Dans L’ironie du sort de Paul Guimard, le personnage principal feuillette un album de photographies de famille, il lui vient alors cette réflexion « L’essentiel de l’action se déroule pendant les entractes, dans les vides qui séparent les photographies. On ne voit que des tranches de vie, des biopsies séparées par des gouffres de temps. Entre deux regards, il y a parfois l’épaisseur de plusieurs années qu’on franchit en une seconde […] ». On ne peut lui donner tort. Il ajoute plus loin, toujours en regardant la vie qui palpite entre les pages cartonnées de l’album, « il faut incroyablement peu de photographies pour résumer une vie ». Peut-être, en effet. Mais elle se résume alors souvent en de « grands moments », ceux qu’on élève au rang du souvenir et que l’on consigne dans l’album.

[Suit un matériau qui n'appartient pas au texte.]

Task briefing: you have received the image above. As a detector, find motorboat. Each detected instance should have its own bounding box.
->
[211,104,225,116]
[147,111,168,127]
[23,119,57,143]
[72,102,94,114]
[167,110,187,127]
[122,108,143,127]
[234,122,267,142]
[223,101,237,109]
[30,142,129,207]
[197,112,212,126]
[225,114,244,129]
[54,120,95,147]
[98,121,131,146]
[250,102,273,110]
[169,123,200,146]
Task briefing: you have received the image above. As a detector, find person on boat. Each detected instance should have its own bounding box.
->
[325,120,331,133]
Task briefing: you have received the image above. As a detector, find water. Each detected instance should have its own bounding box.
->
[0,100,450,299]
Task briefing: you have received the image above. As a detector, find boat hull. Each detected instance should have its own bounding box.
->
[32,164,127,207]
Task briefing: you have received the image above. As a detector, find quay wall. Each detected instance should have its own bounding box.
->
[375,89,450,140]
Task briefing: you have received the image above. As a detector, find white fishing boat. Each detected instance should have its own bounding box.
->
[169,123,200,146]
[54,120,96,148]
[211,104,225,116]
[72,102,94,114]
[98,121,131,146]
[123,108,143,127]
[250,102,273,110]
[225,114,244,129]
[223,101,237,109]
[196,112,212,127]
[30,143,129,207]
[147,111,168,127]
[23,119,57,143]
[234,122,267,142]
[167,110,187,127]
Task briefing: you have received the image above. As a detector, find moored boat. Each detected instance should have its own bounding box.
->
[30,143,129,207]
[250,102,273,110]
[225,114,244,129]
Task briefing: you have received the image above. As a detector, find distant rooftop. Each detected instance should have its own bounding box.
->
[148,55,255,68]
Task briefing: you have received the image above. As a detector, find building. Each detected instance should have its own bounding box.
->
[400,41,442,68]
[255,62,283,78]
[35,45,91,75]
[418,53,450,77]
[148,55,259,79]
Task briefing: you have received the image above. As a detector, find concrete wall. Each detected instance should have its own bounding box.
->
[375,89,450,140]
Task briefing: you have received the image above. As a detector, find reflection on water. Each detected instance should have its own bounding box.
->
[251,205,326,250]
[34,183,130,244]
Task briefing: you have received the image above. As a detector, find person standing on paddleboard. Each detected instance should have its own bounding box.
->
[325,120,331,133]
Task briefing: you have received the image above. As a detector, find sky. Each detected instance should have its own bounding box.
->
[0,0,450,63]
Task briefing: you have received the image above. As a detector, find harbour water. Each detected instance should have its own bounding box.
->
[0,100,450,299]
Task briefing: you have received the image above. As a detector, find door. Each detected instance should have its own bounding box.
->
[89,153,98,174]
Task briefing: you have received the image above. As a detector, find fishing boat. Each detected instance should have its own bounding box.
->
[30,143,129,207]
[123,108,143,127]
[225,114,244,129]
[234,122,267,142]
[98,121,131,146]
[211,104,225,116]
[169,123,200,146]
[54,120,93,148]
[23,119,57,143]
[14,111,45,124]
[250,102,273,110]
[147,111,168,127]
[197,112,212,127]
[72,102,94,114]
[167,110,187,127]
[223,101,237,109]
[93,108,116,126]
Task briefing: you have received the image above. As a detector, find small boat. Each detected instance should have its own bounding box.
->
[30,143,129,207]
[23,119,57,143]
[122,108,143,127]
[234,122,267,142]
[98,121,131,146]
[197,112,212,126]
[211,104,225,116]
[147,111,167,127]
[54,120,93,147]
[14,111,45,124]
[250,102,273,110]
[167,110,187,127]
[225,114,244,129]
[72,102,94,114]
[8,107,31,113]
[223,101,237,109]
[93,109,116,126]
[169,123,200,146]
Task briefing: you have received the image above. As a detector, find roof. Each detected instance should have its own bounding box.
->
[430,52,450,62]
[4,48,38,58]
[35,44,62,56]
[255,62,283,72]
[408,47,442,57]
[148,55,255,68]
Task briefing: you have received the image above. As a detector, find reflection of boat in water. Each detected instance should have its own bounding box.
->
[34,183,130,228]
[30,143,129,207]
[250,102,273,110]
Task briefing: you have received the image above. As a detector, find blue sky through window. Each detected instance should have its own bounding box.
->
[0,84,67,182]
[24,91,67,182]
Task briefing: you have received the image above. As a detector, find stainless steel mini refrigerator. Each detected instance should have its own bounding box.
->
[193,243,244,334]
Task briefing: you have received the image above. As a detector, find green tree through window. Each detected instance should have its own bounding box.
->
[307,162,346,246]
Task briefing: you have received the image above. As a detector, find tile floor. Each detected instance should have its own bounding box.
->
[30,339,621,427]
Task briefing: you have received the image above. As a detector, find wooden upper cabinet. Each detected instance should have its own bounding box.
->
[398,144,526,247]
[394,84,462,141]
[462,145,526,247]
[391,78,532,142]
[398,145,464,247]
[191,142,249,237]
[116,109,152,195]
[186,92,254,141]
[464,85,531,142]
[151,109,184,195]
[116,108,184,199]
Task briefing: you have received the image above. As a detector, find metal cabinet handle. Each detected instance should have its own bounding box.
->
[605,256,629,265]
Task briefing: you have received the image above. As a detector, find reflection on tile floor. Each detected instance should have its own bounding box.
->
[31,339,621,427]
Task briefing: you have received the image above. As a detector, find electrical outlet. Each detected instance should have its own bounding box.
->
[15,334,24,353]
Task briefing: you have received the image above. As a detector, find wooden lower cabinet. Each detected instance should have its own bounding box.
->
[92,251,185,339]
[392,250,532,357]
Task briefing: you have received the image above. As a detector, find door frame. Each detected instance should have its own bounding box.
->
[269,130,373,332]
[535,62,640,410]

Pourtant, il y a tous ces instants en creux dont cette photographie est le témoignage. Un moment suspendu, où le regard du photographe a pu capter la beauté discrète de l’instant. Faisant preuve d’une sensibilité à la lumière, à la poésie du quotidien, à ce qui échappe souvent à l’œil distrait ou qui ne prend le temps de regarder. Peut-être que malgré son apparente simplicité, cette image n’est pas aussi spontanée qu’elle le semble. Peut-être a-t-elle été pensée, composée voire jouée. Mais qu’elle soit un instantané ou une mise en scène, elle témoigne avant tout d’un regard attentif à l’éphémère.
Dépourvue de légende et de son histoire, cette photographie se contente d’exister, dans la délicatesse de son silence, elle saisit et transmet avant tout une atmosphère. Et comme un éclat d’été, fragile et lumineux, elle nous échappe quelque peu.